Des mois avant le coup d’État de juillet 2013 en Égypte, j’ai écris depuis Le Caire que les libéraux égyptiens devaient comprendre que la place Tahrir était le bon endroit pour envoyer des messages à l’Égypte et à Morsi, mais que ce n’était pas l’endroit pour faire de la politique. Et que, s’ils continuaient ainsi, « deux camps sans expérience… en train de jouer avec le feu », ai-je prévenu, l’Égypte pourrait se retrouver en plein coup d’État.
« Un coup d’État chaque dix ans »
Est-ce que quelque chose de semblable aurait pu se passer en Turquie ? Le dernier coup d’État, connu comme le « processus du 28 février », a eu lieu en 1997. C’était une version de ce qu’il s’est passé en Égypte le 3 juillet, le sang en moins.

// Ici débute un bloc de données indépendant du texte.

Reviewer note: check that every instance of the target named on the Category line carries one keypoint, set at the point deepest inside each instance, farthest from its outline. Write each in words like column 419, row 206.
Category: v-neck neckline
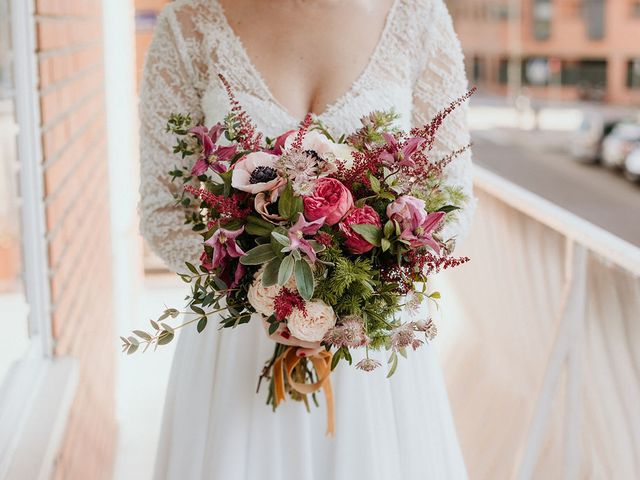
column 343, row 98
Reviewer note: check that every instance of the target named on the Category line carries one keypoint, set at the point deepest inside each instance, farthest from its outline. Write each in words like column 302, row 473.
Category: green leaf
column 289, row 204
column 448, row 208
column 165, row 338
column 375, row 183
column 304, row 279
column 389, row 229
column 394, row 364
column 281, row 239
column 317, row 246
column 286, row 269
column 273, row 327
column 192, row 268
column 270, row 275
column 142, row 334
column 258, row 255
column 370, row 233
column 202, row 323
column 258, row 227
column 336, row 359
column 168, row 328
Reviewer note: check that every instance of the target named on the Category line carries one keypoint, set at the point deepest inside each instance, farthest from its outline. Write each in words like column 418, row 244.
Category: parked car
column 632, row 166
column 586, row 144
column 623, row 139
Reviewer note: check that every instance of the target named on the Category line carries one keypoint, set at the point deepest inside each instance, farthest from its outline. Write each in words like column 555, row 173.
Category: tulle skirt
column 216, row 427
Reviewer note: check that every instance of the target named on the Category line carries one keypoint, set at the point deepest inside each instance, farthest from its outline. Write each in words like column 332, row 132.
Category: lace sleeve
column 167, row 87
column 442, row 80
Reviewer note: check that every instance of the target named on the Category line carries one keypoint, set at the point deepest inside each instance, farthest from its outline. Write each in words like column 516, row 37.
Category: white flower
column 328, row 150
column 261, row 298
column 313, row 324
column 257, row 172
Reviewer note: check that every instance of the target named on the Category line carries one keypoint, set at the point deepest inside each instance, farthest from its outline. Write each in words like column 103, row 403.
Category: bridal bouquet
column 322, row 239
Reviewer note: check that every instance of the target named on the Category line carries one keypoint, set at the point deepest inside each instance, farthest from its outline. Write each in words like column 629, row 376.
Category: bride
column 339, row 59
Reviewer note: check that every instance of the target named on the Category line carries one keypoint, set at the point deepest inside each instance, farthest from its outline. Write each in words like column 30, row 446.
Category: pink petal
column 199, row 167
column 433, row 221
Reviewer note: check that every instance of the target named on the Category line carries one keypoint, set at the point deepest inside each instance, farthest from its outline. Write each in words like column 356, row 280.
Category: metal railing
column 513, row 219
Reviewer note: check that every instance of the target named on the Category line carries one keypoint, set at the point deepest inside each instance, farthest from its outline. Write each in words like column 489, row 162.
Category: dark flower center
column 313, row 154
column 263, row 174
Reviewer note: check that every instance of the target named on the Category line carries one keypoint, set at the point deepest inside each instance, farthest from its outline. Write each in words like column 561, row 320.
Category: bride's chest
column 342, row 116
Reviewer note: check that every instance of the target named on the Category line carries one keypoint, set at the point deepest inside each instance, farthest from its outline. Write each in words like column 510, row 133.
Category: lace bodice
column 417, row 68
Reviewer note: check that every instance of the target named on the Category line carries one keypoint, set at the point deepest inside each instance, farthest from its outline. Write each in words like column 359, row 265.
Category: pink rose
column 416, row 223
column 330, row 199
column 358, row 216
column 408, row 211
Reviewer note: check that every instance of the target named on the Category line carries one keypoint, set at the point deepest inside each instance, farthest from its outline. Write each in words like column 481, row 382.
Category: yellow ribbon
column 285, row 364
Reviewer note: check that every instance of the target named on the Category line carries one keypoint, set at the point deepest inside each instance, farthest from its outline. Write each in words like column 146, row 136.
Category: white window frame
column 36, row 395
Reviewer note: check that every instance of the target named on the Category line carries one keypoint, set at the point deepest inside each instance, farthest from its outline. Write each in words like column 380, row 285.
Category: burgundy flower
column 417, row 225
column 330, row 200
column 224, row 246
column 397, row 154
column 358, row 216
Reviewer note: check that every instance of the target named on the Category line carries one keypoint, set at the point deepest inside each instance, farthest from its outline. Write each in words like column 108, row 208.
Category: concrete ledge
column 35, row 400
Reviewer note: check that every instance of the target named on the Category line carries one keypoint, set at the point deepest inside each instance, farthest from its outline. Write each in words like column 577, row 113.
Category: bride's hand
column 283, row 336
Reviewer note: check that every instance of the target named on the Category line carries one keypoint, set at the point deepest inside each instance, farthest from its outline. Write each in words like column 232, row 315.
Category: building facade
column 564, row 50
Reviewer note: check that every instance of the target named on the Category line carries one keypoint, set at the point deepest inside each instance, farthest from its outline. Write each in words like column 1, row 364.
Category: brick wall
column 70, row 57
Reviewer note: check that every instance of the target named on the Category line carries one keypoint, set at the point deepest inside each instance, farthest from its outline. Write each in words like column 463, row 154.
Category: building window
column 594, row 18
column 633, row 73
column 477, row 69
column 542, row 17
column 570, row 74
column 503, row 71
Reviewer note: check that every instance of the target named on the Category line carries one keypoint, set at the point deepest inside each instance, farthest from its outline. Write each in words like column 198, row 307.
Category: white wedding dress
column 215, row 426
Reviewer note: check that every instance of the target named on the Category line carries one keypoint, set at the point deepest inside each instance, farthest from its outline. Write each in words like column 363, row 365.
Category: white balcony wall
column 543, row 365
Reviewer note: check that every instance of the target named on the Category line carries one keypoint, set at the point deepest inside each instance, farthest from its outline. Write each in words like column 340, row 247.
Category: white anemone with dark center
column 263, row 174
column 301, row 168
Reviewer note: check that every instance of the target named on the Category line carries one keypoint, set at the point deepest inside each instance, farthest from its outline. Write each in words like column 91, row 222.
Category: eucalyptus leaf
column 202, row 323
column 304, row 279
column 448, row 208
column 394, row 365
column 165, row 338
column 142, row 334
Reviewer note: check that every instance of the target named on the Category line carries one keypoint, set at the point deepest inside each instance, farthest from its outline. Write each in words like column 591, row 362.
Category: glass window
column 542, row 16
column 13, row 305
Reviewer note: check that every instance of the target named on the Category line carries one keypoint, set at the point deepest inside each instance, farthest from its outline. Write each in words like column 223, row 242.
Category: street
column 540, row 163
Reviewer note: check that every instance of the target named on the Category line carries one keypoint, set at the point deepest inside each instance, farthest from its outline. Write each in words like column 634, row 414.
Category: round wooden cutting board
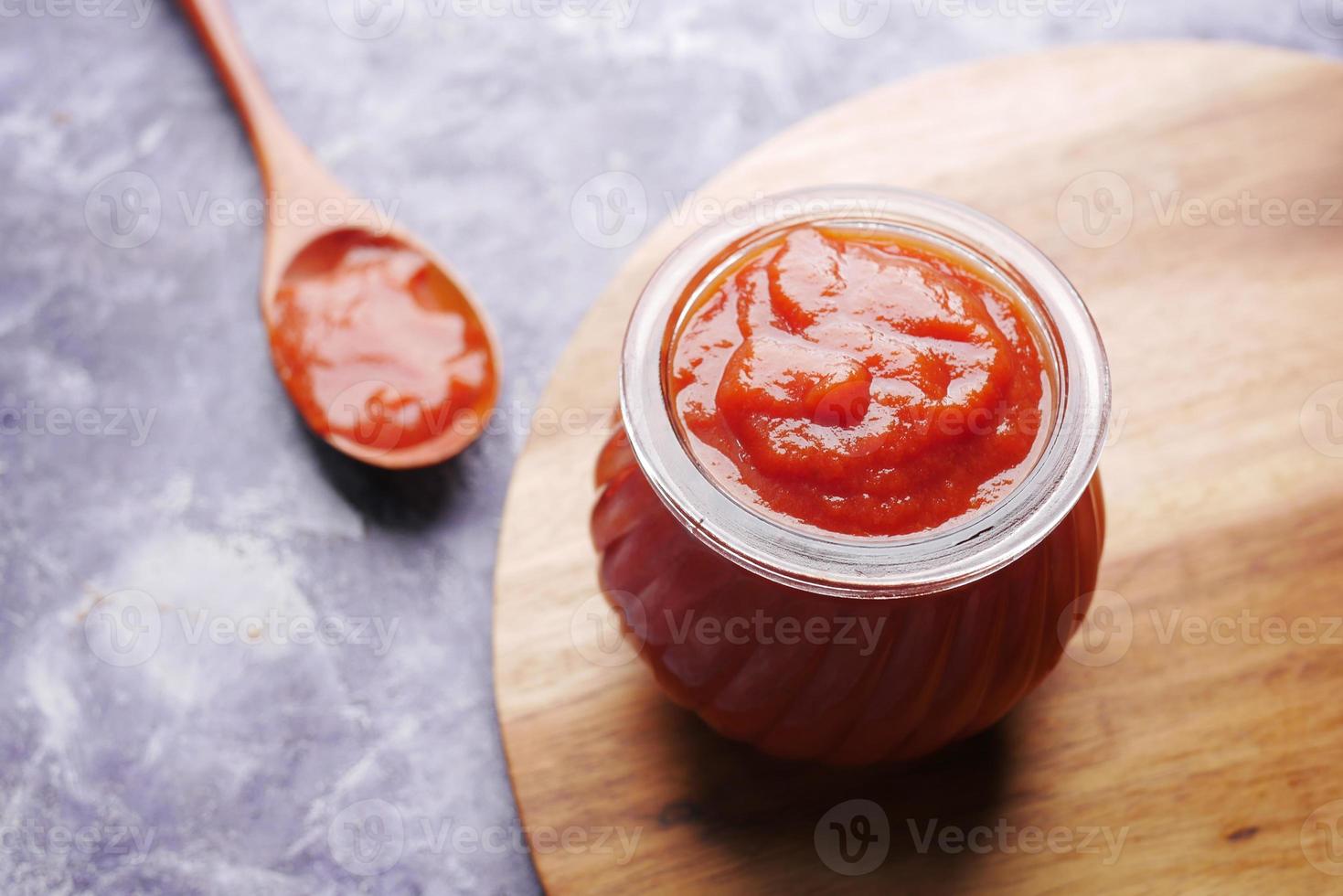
column 1194, row 195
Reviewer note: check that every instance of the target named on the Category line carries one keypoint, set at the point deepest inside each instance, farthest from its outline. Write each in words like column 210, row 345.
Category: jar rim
column 872, row 567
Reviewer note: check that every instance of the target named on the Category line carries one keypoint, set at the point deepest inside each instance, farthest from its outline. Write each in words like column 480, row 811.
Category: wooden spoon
column 298, row 248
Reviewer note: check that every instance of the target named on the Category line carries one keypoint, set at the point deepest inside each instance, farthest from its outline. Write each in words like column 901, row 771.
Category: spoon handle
column 288, row 168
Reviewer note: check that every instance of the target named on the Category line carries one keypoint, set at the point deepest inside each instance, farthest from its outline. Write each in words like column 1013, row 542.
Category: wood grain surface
column 1201, row 721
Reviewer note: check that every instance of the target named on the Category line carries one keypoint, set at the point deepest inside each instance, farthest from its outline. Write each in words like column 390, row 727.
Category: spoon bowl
column 384, row 352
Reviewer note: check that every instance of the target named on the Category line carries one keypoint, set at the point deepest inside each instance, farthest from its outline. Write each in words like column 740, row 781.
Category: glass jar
column 844, row 649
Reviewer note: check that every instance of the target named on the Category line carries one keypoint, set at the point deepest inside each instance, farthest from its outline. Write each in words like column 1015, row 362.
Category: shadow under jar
column 853, row 512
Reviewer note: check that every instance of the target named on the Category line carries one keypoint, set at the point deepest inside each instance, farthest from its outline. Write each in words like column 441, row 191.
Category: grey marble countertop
column 169, row 535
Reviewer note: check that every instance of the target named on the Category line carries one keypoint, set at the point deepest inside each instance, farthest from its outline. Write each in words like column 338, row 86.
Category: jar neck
column 867, row 567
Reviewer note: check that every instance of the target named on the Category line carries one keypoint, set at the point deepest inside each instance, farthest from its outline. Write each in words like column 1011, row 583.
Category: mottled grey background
column 148, row 452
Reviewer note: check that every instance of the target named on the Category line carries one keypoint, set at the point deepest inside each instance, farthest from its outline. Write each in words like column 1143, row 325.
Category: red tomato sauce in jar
column 858, row 383
column 377, row 346
column 852, row 513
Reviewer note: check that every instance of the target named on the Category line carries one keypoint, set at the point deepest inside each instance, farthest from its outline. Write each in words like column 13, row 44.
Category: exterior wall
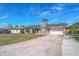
column 15, row 31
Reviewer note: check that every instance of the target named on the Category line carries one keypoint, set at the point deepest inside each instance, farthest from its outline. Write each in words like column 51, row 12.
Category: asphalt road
column 43, row 46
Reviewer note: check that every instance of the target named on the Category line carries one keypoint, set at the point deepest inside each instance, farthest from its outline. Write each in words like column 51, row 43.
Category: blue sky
column 33, row 13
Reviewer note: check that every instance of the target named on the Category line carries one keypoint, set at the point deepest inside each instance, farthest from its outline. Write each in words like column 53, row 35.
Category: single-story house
column 15, row 30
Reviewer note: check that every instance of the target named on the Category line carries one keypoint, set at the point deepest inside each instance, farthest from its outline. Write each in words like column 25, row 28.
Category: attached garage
column 56, row 32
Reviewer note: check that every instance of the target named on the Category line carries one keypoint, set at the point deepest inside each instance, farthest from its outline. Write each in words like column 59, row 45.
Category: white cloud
column 3, row 17
column 57, row 8
column 45, row 12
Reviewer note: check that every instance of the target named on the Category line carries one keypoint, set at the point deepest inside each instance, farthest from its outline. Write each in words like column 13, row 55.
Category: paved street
column 70, row 47
column 43, row 46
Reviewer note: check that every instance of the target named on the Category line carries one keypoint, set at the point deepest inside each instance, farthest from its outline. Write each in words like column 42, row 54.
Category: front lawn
column 14, row 38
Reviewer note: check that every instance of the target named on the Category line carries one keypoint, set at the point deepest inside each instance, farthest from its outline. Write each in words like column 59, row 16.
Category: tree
column 72, row 29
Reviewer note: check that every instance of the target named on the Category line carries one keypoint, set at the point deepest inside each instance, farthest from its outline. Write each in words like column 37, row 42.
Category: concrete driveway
column 43, row 46
column 70, row 47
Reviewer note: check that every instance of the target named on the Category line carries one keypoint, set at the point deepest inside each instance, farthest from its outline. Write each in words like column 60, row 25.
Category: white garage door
column 56, row 32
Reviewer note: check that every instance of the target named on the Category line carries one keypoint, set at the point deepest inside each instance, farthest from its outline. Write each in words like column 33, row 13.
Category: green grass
column 14, row 38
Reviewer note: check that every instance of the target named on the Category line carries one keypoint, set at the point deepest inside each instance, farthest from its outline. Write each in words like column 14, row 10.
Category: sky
column 33, row 13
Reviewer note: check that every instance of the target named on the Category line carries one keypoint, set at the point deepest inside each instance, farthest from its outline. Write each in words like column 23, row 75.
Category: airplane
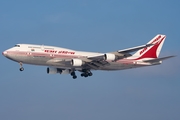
column 66, row 61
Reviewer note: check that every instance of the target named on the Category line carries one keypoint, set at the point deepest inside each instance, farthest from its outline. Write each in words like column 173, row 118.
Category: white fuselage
column 61, row 57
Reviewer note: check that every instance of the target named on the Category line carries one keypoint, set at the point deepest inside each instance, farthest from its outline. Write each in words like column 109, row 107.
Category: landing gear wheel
column 74, row 77
column 90, row 74
column 21, row 69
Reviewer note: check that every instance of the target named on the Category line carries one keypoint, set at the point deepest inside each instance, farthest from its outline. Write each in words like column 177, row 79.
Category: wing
column 97, row 61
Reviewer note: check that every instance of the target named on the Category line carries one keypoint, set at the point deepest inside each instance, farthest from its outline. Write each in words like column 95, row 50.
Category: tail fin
column 152, row 51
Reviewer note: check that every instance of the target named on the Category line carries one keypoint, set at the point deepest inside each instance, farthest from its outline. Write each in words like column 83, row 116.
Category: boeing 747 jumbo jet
column 67, row 61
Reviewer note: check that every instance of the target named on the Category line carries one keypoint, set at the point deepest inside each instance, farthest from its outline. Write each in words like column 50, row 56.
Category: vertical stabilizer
column 152, row 51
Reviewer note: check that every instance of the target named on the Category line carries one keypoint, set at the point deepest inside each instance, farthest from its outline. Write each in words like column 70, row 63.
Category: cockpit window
column 17, row 46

Des officiers militaires et des « éléments en civil » sont passés à l’action, les capitales occidentales ont regardé ailleurs, et un gouvernement élu a été obligé de démissionner.
Qui aurait pu savoir que les Turcs de 40 ans seraient témoins d’un troisième putsch dans leur vie ?
Depuis 2002, les gouvernements dirigés par l’AKP ont géré des tentatives similaires. Ceux qui espéraient un coup d’État, en particulier depuis 2006, ont cherché attentivement des occasions en or pour faire tomber le gouvernement, uniquement pour se voir refoulé par sa base électorale en constante augmentation. En 2007, quand ils ont tente d’empêcher l’élection d’Abdullah Gül comme président, le parti de l’AKP a récolté plus de 30 % des votes en plus que lors de l’élection de 2002.
Une fois le complot « coup de massue » étouffé en 2010, et une fois que les gens de plus de 40 ans en mesure de se souvenir que les putschistes du coup d’État du 12 septembre 1980 ont été poursuivis en justice en 2012, ils ont peut-être pensé que le rideau était définitivement tombé sur l’ère des coups d’État en Turquie.
Qui aurait pu savoir que les Turcs de 40 ans seraient témoins d’un troisième putsch dans leur vie ? Mais il y a un an, le cliché turc du « coup d’État chaque dix ans » s’est répété.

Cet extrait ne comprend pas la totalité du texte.